Here’s a contender – one of many – for Exhibit A.

A ridiculous and ignorant piece by the Rome correspondent of the London Times on the Stations of the Cross prayed last night in the Colisseum:

THE Pope risked upsetting many of the world’s Catholic faithful yesterday when he recast a central ritual of the Easter ceremonies.

The pontiff has radically revised the traditional Good Friday Stations of the Cross procession that marks Christ’s progress from prison to the crucifixion. A reference to St Veronica, who wiped Christ’s face with a veil, has been dropped, while Judas and Pontius Pilate have been introduced.

But he stuck with tradition in a Holy Thursday ceremony in which he washed and dried the feet of 12 men at a service commemorating Christ’s gesture of humility to his apostles on the night before he died.

The 79-year-old German Pope Benedict, approaching the second Easter of his pontificate, called on Catholics to pray for the "purification of the heart".

But he courted controversy with the new itinerary for the route, also known as the Via Dolorosa, or Way of Sorrows, which had been drawn up to give more weight to "authentic" gospels, Vatican officials said.

That crazy Pope.

The Telegraph was just as bad:

The Pope shocked many Catholics last night with a dramatically revised version of the Stations of the Cross, one of the central rituals of the Easter ceremony.

News Flash:

The particular structure of the Stations used last night were first used in 1991 by Pope John Paul II and were used 1994, 1995, 1997, in 2002 and 2004 as well.

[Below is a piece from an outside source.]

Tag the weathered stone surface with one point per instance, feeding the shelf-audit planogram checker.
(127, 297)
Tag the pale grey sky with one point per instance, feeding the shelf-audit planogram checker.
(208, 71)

And I’d say that the existence of JPII’s Biblical stations has not exactly been a state secr over the past 16 years, either. There are several published versions of them, you know.

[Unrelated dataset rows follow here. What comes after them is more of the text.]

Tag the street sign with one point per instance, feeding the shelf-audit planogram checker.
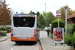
(58, 35)
(58, 13)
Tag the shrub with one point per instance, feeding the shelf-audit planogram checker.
(55, 24)
(1, 34)
(69, 29)
(4, 33)
(73, 28)
(67, 39)
(8, 30)
(73, 39)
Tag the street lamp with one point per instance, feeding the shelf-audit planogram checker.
(66, 18)
(45, 14)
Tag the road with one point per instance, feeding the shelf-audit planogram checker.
(8, 45)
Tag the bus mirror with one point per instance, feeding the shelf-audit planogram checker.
(39, 25)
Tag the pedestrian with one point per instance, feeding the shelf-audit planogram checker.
(48, 32)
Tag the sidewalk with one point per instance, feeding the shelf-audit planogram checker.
(5, 37)
(47, 43)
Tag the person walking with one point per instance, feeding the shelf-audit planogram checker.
(48, 32)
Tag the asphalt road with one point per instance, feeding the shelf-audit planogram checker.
(8, 45)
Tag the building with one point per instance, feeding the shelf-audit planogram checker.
(71, 19)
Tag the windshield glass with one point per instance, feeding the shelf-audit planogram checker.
(23, 21)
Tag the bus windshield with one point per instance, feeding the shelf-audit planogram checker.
(23, 21)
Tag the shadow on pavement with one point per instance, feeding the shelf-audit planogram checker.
(28, 43)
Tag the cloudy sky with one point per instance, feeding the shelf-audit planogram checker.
(39, 5)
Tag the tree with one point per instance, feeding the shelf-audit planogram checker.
(69, 12)
(38, 13)
(5, 14)
(41, 20)
(49, 18)
(31, 12)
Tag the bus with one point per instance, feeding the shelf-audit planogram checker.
(24, 27)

Not that John Paul II Biblical Stations of the Cross were uncontroversial – not quite as upsetting to some as the Luminous Mysteries of the Rosary, but still, there were (as there are bound to be) naysayers.

So for the major Vatican writer of a major international paper to frame this story in this way, claiming that this is a)new and something b) Benedict did when c)he neither framed the structure of these Stations or even wrote the meditations…is amazingly irresponsible. Amazing, as such things always are, but not surprising.